Use C++11, or something from boost for this (also you can use simple v.push_back({1,2,3}), vector will be constructed from initializer_list).
http://liveworkspace.org/code/m4kRJ$0
You can use boost::assign as well, if you have no C++11.
#include <vector>
#include <boost/assign/list_of.hpp>
using namespace boost::assign;
int main()
{
std::vector<std::vector<int>> v;
v.push_back(list_of(1)(2)(3));
}
http://liveworkspace.org/code/m4kRJ$5
and of course you can use old variant
int ptr[1,2,3];
v.push_back(std::vector<int>(ptr, ptr + sizeof(ptr) / sizeof(*ptr));
If you don't have access to either Boost or C++11 then you could consider quite a simple solution based around a class. By wrapping a vector to store your three points within a class with some simple access controls, you can create the flexibility you need. First create the class:
class NodePoint
{
public:
NodePoint( int a, int b, int c )
{
dim_.push_back( a );
dim_.push_back( b );
dim_.push_back( c );
}
int& operator[]( size_t i ){ return dim_[i]; }
private:
vector<int> dim_;
};
The important thing here is to encapsulate the vector as an aggregate of the object. The NodePoint can only be initialised by providing the three points. I've also provided operator[] to allow indexed access to the object. It can be used as follows:
NodePoint a(5, 6, 2);
cout << a[0] << " " << a[1] << " " << a[2] << endl;
Which prints:
5 6 2
Note that this will of course throw if an attempt is made to access an out of bounds index point but that's still better than a fixed array which would most likely seg fault. I don't see this as a perfect solution but it should get you reasonably safely to where you want to be.
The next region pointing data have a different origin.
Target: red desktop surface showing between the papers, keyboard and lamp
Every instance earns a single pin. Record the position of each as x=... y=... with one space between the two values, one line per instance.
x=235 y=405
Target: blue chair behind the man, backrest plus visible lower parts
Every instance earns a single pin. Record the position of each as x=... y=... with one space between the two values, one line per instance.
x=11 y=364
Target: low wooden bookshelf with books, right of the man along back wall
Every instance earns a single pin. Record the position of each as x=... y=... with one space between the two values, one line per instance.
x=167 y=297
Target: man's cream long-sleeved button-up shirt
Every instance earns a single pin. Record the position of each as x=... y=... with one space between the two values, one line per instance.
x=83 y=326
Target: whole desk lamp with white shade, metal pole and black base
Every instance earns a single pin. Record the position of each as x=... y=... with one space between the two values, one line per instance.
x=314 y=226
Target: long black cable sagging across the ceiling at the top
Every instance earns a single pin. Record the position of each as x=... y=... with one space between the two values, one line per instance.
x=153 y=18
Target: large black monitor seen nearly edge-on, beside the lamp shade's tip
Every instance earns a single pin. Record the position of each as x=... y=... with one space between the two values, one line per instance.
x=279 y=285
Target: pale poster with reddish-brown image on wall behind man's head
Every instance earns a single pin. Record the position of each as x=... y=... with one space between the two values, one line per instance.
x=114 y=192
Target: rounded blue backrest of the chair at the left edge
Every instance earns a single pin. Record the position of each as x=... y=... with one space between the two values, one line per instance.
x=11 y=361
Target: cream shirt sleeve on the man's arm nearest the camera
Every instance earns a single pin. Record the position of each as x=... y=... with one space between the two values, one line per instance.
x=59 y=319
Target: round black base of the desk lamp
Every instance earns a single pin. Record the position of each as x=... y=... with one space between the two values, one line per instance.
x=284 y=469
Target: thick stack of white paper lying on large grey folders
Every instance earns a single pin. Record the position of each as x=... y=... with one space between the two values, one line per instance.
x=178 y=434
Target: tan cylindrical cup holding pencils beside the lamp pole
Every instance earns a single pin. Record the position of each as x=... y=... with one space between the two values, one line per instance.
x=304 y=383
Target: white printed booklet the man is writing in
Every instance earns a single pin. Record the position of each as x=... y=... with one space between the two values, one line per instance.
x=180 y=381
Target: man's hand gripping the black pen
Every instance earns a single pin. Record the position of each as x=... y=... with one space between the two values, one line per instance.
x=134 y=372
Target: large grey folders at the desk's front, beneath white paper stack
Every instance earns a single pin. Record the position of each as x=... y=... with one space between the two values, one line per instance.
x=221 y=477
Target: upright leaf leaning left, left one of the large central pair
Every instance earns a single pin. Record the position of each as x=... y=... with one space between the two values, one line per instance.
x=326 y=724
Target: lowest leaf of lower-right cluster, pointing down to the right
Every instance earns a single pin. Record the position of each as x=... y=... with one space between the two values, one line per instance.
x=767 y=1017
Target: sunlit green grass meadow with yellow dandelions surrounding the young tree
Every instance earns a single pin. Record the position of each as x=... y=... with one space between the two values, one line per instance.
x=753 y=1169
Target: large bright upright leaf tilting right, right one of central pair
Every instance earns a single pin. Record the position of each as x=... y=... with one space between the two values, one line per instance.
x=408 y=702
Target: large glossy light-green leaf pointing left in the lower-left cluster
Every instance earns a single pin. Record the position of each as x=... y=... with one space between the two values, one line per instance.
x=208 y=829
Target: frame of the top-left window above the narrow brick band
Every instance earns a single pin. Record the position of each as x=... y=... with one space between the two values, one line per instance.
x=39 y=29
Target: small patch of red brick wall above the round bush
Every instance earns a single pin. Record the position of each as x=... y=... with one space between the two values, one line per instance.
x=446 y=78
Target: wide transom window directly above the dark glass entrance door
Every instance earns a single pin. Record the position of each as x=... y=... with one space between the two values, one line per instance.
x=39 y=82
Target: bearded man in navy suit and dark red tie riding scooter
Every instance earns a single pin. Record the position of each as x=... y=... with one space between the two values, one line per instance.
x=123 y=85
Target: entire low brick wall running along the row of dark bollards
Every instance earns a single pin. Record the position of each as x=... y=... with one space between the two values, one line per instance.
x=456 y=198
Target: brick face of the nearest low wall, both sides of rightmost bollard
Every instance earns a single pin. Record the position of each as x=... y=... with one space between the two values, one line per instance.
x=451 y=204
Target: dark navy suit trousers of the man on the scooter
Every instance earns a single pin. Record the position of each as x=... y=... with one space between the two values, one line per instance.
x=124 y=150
If your main goal is to avoid unnecessary copies of vector<> then here how you should deal with it.
C++03
Insert an empty vector into the nested vector (e.g. Nodepoints) and then use std::swap() or std::vector::swap() upon it.
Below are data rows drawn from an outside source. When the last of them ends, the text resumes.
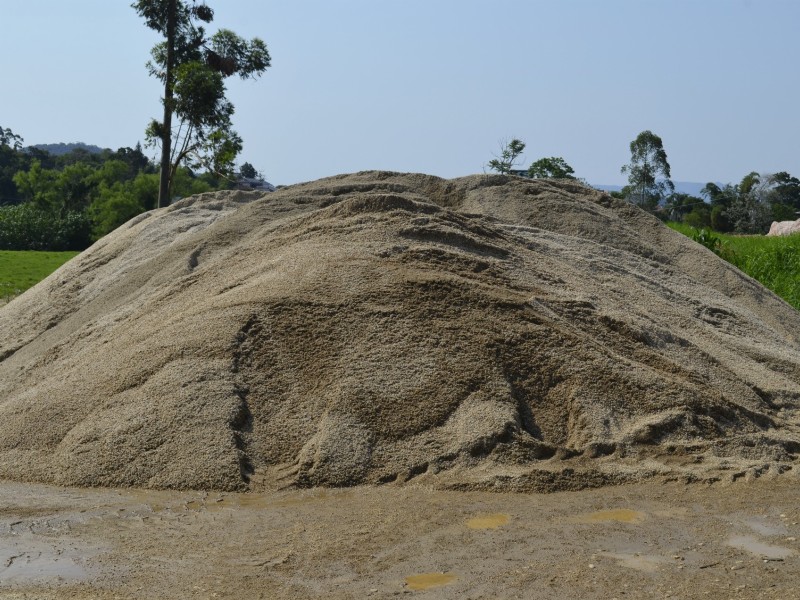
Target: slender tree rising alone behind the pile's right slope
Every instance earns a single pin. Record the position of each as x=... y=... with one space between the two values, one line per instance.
x=648 y=172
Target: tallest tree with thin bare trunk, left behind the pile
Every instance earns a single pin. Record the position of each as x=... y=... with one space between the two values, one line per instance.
x=193 y=66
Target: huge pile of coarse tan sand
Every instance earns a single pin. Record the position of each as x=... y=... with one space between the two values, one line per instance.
x=378 y=327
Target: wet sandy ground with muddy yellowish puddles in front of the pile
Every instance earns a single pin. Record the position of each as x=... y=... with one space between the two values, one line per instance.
x=648 y=540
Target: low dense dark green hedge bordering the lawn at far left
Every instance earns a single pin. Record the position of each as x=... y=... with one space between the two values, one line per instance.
x=28 y=227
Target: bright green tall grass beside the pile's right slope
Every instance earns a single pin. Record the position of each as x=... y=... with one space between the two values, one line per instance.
x=774 y=261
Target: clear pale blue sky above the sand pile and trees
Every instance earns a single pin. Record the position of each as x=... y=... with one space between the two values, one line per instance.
x=433 y=85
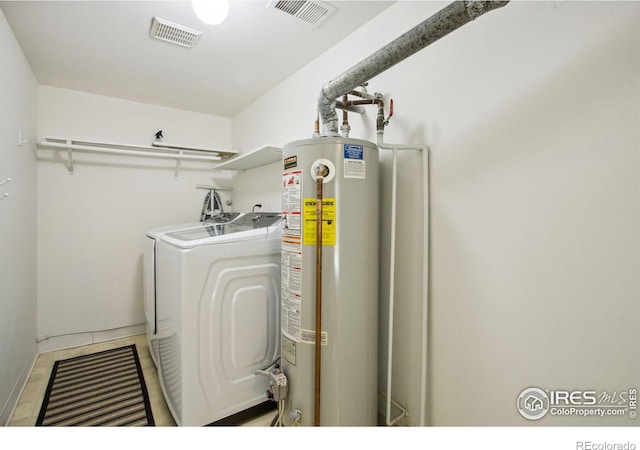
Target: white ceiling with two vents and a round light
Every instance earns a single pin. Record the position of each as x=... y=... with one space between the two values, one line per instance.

NodePoints.push_back(std::vector<int>()); // add an empty vector
std::swap(x, NodePoints.back()); // swaps contents of `x` and last element of `NodePoints`
So after the swap(), the contents of x will be transferred to NodePoints.back() without any copying.
C++11
Use std::move() to avoid extra copies
NodePoints.push_back(std::move(x)); // #include<utility>
Here is the explanation of std::move and here is an example.
Both of the above solutions have somewhat similar effect.